Increasingly frantic to keep the Syrians at bay, @damon keeps calling in air strikes. Great, but remember I get 2 VP for each air strike he calls in. That’s just that much LESS air support going to other sectors that probably need it more, like the tragic 188th “Barak Brigade” – historically fighting a battle perhaps even more desperate to the south.
At last, the Syrians … open fire.
With lead Syrian elements of 85th Mechanized and 81st Armored just 750 meters from the edge of the table (upper left), Israeli reserves and Damon’s redeployed tanks off of Booster Ridge to the south are arriving just in time to seal this possible breach.
Seriously, JUST in time, I was within inches of winning the game right here.
In his haste, though, Damon moved one platoon of Sho’t Cals in the open atop t he north shoulder of Tel Hermonit ridge, and T-62s of 81st Armored blew them to kingdom come.

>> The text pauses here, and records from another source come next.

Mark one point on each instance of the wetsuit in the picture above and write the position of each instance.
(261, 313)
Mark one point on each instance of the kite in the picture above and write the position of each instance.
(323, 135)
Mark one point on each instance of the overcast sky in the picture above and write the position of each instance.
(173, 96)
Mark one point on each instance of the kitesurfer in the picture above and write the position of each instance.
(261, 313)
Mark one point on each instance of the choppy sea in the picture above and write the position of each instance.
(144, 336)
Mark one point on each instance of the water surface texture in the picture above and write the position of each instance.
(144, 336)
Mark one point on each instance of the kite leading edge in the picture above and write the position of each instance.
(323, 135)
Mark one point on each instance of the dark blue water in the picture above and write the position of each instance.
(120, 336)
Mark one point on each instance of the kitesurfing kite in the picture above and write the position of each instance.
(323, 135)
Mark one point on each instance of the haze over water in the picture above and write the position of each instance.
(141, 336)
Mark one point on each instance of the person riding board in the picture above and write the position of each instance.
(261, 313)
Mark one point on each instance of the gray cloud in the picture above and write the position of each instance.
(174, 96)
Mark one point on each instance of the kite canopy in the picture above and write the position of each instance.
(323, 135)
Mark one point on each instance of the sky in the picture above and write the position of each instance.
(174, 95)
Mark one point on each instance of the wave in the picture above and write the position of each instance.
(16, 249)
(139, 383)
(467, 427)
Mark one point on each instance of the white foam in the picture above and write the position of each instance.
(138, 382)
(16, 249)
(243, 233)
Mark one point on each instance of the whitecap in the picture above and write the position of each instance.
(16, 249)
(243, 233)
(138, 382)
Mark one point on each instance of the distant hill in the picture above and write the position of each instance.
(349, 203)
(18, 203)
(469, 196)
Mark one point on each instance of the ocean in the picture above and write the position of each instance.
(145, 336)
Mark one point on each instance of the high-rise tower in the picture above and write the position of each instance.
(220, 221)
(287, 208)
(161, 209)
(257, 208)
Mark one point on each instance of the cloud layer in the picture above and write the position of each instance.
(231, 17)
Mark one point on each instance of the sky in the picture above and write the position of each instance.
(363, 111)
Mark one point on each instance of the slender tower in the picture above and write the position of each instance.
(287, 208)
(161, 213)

A massive frontal fusillade also opens fire on another of Kahalani’s platoons on the top of the ridge, including a hail of dreaded AT-3 “Sagger” guided antitank missiles from that infantry battery hidden in Al Qila. I get on the 7:1 odds column on the Combat Results Table, the deadliest there is, but remember that Damon gets a +2 for hull down shielding and a +2 for Improved Positions (historically, tank firing ramps). This means a total +4 defense bonus on my d6 roll. That a very serious modifier, but I get lucky with a “2” and just barely kill that platoon. That’s two platoons down, a full quarter of Damon’s initial force.
The first crack has appeared, and I’ve got my crowbar pushing in deeper every turn . . .
But my “crowbar” is also crumbling and on fire.
Will I run out of tanks before @damon runs out of time?